That's very impressive accuracy! Mine is between -2 to +6 sec. per day. Mostly it's +3 sec per day. I also have HC 41mm autom with L888.2. Here is some measurement data.
View attachment 12539477


----------



## Heigl

There are variation in accuracy. Now my watch is running about +10 sec per day. It's not really pad but it's not good either. 
I have a no idea whey it varies so much. What you think?


----------



## JoeC

Heigl said:


> There are variation in accuracy. Now my watch is running about +10 sec per day. It's not really pad but it's not good either.
> I have a no idea whey it varies so much. What you think?


The rate seems off. My assumption is that Longines uses a grade higher than standard to encase within their watches. If it is under warranty, I would send it in for adjustment.


----------



## Heigl

JoeC said:


> The rate seems off. My assumption is that Longines uses a grade higher than standard to encase within their watches. If it is under warranty, I would send it in for adjustment.


What you mean with "grade higher"? Are they adjusting it for running faster?
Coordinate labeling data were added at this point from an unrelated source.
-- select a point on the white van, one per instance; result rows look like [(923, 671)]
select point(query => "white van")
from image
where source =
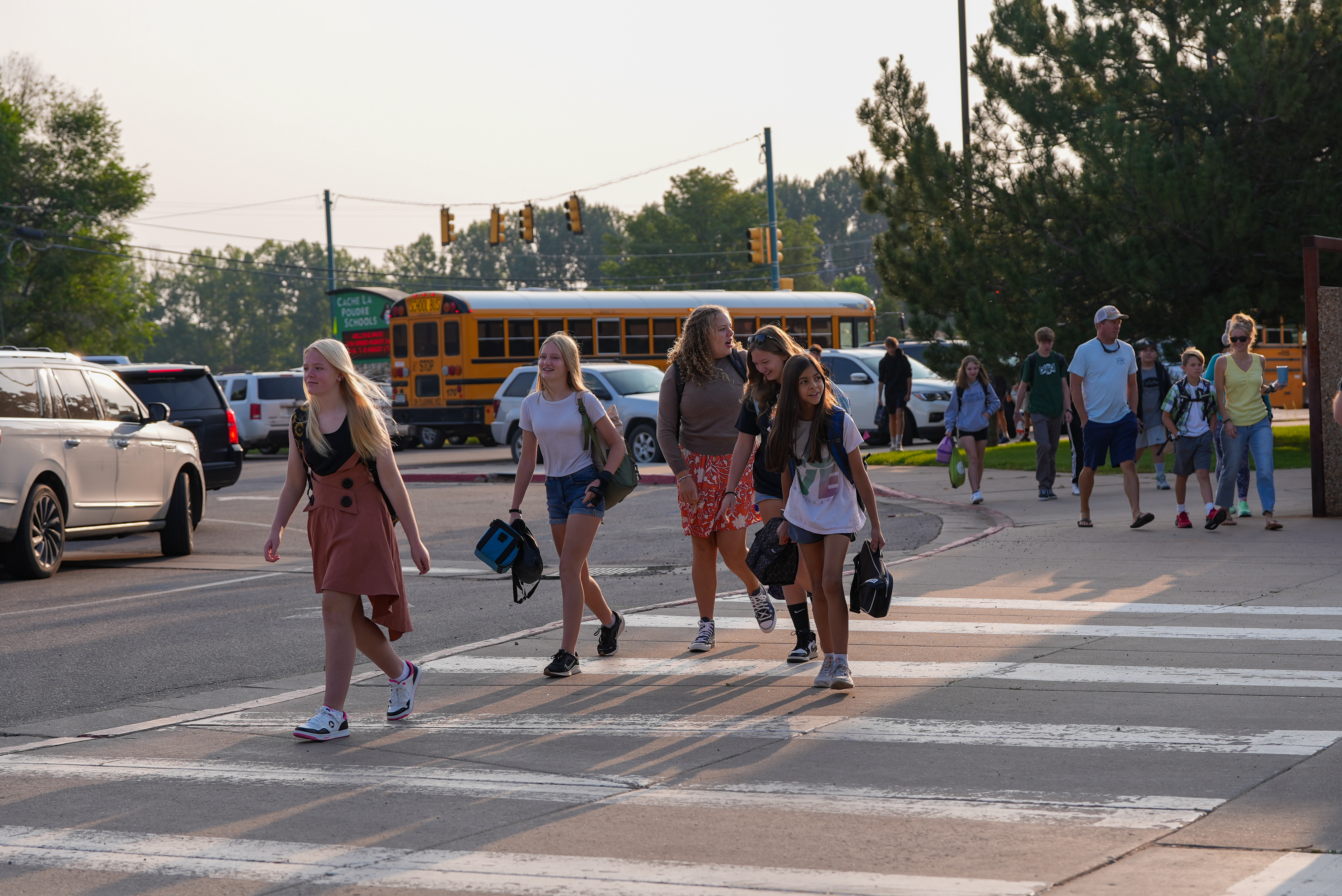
[(264, 404)]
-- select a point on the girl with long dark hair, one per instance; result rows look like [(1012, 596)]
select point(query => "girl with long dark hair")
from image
[(769, 351), (815, 449)]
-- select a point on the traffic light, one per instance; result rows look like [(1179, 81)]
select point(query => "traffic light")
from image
[(527, 222), (449, 230), (759, 250), (574, 214)]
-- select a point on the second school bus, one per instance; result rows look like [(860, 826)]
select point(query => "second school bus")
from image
[(453, 349)]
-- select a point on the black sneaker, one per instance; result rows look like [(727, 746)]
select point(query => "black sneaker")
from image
[(607, 635), (563, 664), (806, 648)]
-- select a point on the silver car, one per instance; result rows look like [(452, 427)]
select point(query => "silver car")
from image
[(633, 388)]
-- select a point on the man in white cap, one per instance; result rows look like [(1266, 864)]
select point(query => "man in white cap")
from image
[(1104, 376)]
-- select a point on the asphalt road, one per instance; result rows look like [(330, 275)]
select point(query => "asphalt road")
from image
[(116, 628)]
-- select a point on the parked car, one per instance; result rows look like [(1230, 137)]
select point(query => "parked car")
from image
[(264, 404), (631, 387), (198, 404), (82, 458), (856, 371)]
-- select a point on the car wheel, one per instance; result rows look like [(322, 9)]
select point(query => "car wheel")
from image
[(643, 445), (41, 542), (179, 537)]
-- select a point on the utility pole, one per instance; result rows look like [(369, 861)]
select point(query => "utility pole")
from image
[(964, 107), (331, 265), (774, 210)]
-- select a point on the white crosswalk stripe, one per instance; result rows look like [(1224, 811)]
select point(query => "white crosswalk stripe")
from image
[(825, 727), (472, 872)]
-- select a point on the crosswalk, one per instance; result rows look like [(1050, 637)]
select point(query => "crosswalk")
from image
[(1165, 659)]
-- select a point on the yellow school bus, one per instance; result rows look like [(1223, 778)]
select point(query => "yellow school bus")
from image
[(453, 349)]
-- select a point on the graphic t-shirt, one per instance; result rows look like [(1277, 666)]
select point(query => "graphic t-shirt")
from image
[(1106, 371), (822, 500), (1044, 377), (757, 423)]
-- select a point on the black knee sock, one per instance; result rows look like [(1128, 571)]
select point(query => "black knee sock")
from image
[(800, 620)]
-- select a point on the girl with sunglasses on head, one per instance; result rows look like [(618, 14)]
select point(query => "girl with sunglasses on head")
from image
[(1240, 387), (815, 449), (769, 351)]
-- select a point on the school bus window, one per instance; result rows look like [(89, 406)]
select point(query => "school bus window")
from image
[(608, 336), (637, 336), (426, 340), (549, 327), (490, 337), (820, 332), (521, 339), (582, 332), (798, 331), (663, 334)]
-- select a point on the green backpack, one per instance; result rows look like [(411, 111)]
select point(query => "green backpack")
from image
[(627, 474)]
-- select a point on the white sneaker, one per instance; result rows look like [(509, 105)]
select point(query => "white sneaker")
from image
[(765, 615), (403, 695), (826, 676), (327, 725), (842, 678)]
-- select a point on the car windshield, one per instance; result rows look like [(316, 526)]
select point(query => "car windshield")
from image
[(280, 388), (921, 371), (633, 382)]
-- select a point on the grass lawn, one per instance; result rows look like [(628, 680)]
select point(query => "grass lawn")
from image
[(1290, 451)]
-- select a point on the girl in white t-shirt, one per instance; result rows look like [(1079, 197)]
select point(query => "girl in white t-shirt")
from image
[(820, 500), (575, 489)]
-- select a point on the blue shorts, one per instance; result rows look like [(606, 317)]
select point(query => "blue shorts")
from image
[(564, 495), (1116, 439)]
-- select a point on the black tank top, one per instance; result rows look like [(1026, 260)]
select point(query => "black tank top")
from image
[(342, 449)]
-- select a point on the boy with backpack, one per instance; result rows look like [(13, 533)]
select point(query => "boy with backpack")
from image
[(1189, 411)]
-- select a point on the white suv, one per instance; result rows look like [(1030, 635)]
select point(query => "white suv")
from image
[(264, 404), (857, 371), (81, 457), (633, 388)]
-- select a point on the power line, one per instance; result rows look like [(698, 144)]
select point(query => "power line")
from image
[(544, 199)]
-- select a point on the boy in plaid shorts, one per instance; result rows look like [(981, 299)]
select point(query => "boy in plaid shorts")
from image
[(1188, 411)]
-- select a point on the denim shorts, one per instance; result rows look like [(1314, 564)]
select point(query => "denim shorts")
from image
[(564, 495)]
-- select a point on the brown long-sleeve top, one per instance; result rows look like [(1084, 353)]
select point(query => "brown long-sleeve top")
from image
[(708, 415)]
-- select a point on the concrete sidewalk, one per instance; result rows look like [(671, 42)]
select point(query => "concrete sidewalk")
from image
[(1046, 706)]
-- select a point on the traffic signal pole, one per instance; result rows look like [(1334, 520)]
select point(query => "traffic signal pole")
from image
[(774, 208), (331, 262)]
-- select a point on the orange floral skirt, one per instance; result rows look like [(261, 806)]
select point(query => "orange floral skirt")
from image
[(711, 477)]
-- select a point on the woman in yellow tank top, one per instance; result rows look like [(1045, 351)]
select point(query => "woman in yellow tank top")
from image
[(1249, 427)]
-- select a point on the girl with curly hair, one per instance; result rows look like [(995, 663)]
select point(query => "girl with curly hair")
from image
[(697, 431)]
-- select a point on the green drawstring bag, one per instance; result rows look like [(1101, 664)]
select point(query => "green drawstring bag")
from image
[(957, 464), (626, 478)]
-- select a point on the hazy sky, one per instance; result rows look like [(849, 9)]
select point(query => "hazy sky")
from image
[(481, 103)]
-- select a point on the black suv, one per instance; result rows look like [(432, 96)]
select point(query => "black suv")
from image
[(198, 404)]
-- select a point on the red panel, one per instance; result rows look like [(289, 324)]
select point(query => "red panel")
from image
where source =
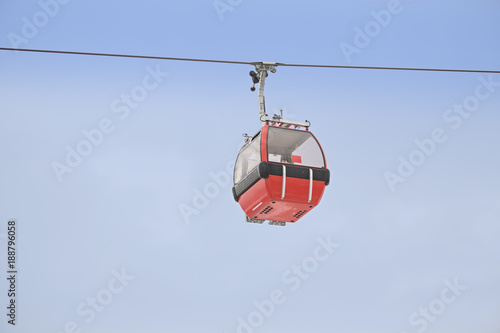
[(263, 200)]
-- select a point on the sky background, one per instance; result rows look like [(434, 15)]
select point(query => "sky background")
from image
[(120, 209)]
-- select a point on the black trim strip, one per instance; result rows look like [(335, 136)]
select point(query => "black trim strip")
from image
[(299, 172), (261, 171), (265, 169)]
Lähetetty minun SM-A500FU laitteesta Tapatalkilla


----------



## billiybop

billiybop said:


> My 3 month old 39 mm Hydro Conquest has the cal L888.2
> It gains 1/2 to 1 seconds a day.
> View attachment 12459489


6 months later and it still only gains 1 second a day!
This is the only watch movement that i never had to adj/reg to get better accuracy.


----------



## alessandro132

joeyjj said:


> Is there any way to identify externally which movement is in the watch?
> 
> I bought one as a gift the other day, planning on buying at least two more when they are back in stock but Longines HK don't seem to be able to identify the L619 from the 888. They offered to open one up to check but there was no time.
> 
> I'd like to be able to pick an 888 without the hassle of having it opened up. From what I understand they come either with one or the the other. I don't know if that's how they are shipped out randomly or if that's because of an overlap in stock with the older models. Hopefully some of you can clear that up for me.
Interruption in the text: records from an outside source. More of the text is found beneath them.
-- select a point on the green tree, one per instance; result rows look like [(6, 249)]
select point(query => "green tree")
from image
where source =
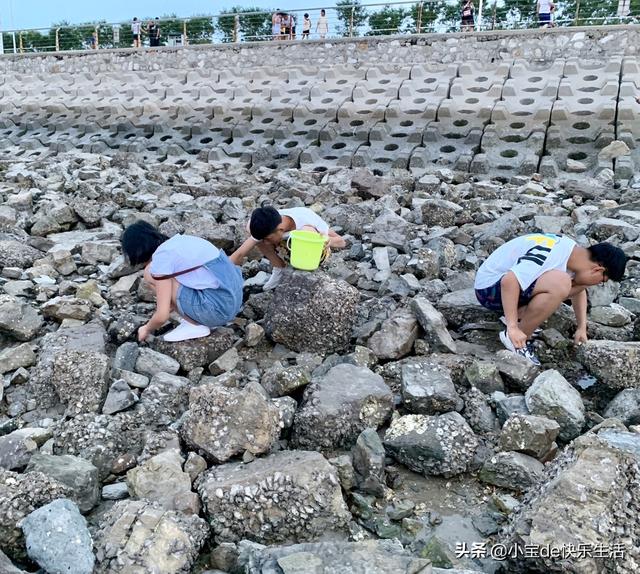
[(254, 24), (386, 21), (349, 11)]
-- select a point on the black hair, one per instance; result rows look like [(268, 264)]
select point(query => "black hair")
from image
[(264, 221), (139, 242), (612, 258)]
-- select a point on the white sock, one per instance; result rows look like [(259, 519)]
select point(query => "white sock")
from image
[(185, 331), (274, 280)]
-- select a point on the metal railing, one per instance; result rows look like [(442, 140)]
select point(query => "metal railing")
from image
[(348, 19)]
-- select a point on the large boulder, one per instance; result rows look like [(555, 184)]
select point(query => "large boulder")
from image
[(339, 406), (590, 500), (19, 319), (137, 535), (552, 396), (77, 474), (441, 445), (161, 479), (289, 496), (395, 338), (20, 495), (615, 364), (312, 312), (365, 557), (57, 538), (223, 422)]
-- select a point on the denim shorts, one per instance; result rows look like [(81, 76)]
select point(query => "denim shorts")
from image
[(213, 307), (491, 297)]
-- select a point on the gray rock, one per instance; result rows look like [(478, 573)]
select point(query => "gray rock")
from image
[(19, 319), (161, 479), (614, 364), (365, 557), (312, 312), (172, 540), (427, 388), (13, 358), (551, 396), (512, 470), (625, 406), (119, 398), (432, 445), (434, 325), (223, 422), (77, 474), (529, 434), (151, 363), (339, 406), (396, 337), (284, 497), (368, 463), (57, 538)]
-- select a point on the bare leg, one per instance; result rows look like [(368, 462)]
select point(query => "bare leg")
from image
[(551, 289)]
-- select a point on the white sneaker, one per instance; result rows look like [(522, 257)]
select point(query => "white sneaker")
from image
[(185, 331), (526, 352), (274, 280)]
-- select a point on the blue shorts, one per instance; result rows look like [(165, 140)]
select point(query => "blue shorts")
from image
[(213, 307), (491, 297)]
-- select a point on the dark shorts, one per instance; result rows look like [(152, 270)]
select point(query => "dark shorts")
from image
[(491, 297)]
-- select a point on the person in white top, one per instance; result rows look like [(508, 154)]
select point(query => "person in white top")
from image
[(529, 277), (136, 31), (269, 227), (322, 26), (188, 275)]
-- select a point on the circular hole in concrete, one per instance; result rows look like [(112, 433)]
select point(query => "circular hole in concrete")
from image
[(578, 140)]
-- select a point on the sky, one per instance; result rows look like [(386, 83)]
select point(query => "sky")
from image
[(26, 14)]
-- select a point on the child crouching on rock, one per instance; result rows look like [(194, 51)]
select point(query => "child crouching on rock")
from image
[(270, 228), (189, 275)]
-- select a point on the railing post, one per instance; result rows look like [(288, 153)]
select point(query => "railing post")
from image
[(351, 22)]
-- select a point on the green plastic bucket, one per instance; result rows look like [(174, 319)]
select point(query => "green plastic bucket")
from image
[(306, 249)]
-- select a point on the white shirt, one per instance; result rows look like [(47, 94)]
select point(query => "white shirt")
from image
[(184, 252), (303, 216), (528, 257)]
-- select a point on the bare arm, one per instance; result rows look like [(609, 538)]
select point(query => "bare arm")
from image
[(510, 289)]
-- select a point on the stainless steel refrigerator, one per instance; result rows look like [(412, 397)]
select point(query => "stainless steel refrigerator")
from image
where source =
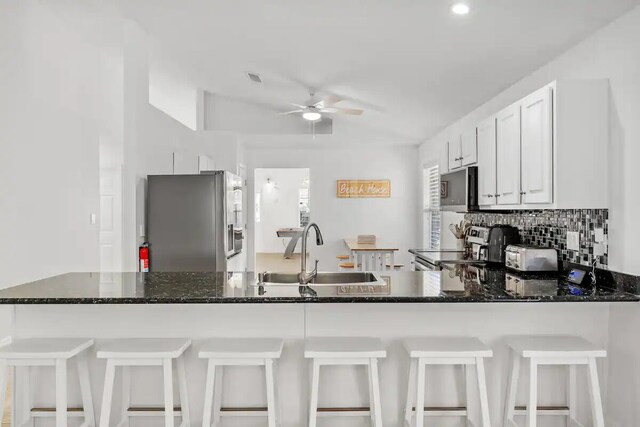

The easiest way to check would be comparing BPH - the L888 is 25,200 vs the L619 which is 28,800. The L888 will have a more pronounced sweep, plus if you have a time keeping app such as hairspring, you can verify BPH that way.


----------



## Ride-Fly

billiybop said:


> 6 months later and it still only gains 1 second a day!
> This is the only watch movement that i never had to adj/reg to get better accuracy.
> View attachment 12680715


thats a 39? It looks pretty big. Do you have skinny wrists? I have average to slightly wide wrists and I was thinking of getting the 41, or even the 44 if I could find one. My 42mm Airman Base22 fits my wrist well, but maybe the 44 would be too big??? My 39mm Breitling Chronomat looks a tad small, but it sits so high, it kind of makes up for it. Would you say the HC sits high? Maybe I should consider the 39mm HC....


----------



## Heigl

That is incredible! Very accurate.

What comes to measuring, I have found that there are differences even in mobile phones. I compered Samsung Galaxy A5 to iPhone7 and I founded out that there are differences in accuracy. 
When I measure watches, I use WatchCheck app. It takes time from NTP server.
https://play.google.com/store/apps/details?id=de.uhrenbastler.watchcheck&hl=fi


----------



## billiybop

Ride-Fly said:


> thats a 39? It looks pretty big. Do you have skinny wrists? I have average to slightly wide wrists and I was thinking of getting the 41, or even the 44 if I could find one. My 42mm Airman Base22 fits my wrist well, but maybe the 44 would be too big??? My 39mm Breitling Chronomat looks a tad small, but it sits so high, it kind of makes up for it. Would you say the HC sits high? Maybe I should consider the 39mm HC....


Slim wrists is a more polite term. I'm very sensitive about my "skinny wrists". Anyway, yes, a 39 mm. After my several posts praising how accurate this movement, L888 is, plus only 1/2 seconds a day, I have stopped wearing it.
It has jumped from very accurate up to plus 5 or more seconds a day. And, besides, I feel more comfortable wearing my 'little' Longines 35.6 mm. It has the L619 movement which is much more easy to adg/reg than the L888.


----------



## Heigl

JoeC said:


> The rate seems off. My assumption is that Longines uses a grade higher than standard to encase within their watches. If it is under warranty, I would send it in for adjustment.


I sent it to the Longines to be adjusted. Let's see is it more accurate when it comes back from there. I hope it is.


----------



## SwissCollector

I happen to have recieved the ownership of the longines L3.742 on the 6th of Jan. I found it strange that i could not find my watch in the instructions for use book, until then i thought it was a movement L688 until i found out this was the new hydroconquest.


----------



## kamazas

billiybop said:


> It has the L619 movement which is much more easy to adg/reg than the L888.


How do you mean easier to adg/reg?


----------